C. Le trac, le piano, les autres et moi
La crainte de mal faire, d’être regardé et écouté s’estompe facilement par des réflexes positifs et rassurants acquis par un travail tranquille.
En effet, quand on sait qu’on a « triché » dans le travail et que tout n’ a pas été fait dans les règles de l’art, jouer en public n’est pas de tout repos. Je dis souvent à mes élèves qu’il faut connaître la pièce à 150 pour cent pour en sortir 80 en public, ce qui sera très bien. Bien que la présence du public génère quelques angoisses, celui-ci permet de nous révéler au mieux de notre forme et de repousser nos limites.
Se confronter à la scène très tôt permet de l’intégrer plus naturellement. Dès lors elle est un lieu familier, un lieu qui épanouit et où l’on se sent bien. En amont, un travail sérieux de grande qualité est requis ainsi qu’une posture équilibrée. Gérer le trac s’apprend : il y a de plus en plus de formations qui prennent cela en charge car ce n’est plus tabou !
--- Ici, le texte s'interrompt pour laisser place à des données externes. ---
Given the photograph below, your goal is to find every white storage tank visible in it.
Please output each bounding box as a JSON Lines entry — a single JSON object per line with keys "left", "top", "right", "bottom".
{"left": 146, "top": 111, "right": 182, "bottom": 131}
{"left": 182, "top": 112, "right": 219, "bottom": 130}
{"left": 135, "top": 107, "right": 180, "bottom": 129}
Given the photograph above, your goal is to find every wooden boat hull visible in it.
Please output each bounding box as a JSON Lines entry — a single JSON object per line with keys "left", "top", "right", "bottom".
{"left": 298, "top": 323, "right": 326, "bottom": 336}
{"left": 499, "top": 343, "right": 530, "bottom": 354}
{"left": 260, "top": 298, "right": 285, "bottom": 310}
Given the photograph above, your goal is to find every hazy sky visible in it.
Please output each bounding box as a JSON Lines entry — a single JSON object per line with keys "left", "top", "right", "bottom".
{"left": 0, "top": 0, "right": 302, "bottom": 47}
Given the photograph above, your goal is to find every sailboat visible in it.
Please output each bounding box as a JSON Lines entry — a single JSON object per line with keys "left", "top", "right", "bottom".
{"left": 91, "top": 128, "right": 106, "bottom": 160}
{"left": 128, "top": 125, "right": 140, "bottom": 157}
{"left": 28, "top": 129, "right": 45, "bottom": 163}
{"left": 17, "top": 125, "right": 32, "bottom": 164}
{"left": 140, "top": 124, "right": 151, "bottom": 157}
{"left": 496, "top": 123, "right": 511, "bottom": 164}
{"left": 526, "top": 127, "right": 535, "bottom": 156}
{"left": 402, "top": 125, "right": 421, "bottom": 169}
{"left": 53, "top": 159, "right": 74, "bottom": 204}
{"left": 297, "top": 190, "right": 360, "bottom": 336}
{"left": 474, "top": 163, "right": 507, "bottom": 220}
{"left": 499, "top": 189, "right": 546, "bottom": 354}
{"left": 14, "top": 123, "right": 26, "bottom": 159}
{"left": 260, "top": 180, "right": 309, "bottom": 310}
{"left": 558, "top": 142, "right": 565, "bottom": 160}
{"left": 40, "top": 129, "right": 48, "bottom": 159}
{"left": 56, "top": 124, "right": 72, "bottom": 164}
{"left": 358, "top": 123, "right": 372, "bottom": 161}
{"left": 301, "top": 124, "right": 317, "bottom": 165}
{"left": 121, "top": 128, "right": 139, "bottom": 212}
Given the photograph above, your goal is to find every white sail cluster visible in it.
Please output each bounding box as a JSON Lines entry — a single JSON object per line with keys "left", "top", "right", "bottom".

Se sentir bien sur scène dépend également de la détente et de la respiration calme, pas trop profonde. Il s’agit de relativiser, de retrouver la simplicité et de se dire que l’on joue pour le plaisir même si c’est pour un concours ou un examen.
VII. Les mémoires du musicien
Ici, l’histoire de la partition nous est contée : le premier système musical daterait du troisième millénaire avant J.C. et viendrait de Chine. En général, nous faisons commencer l’étude de la notation et de la fixation des sons à partir de Pythagore (environ 580 av. J.C.- 494 av. J.C.), le même que le théorème !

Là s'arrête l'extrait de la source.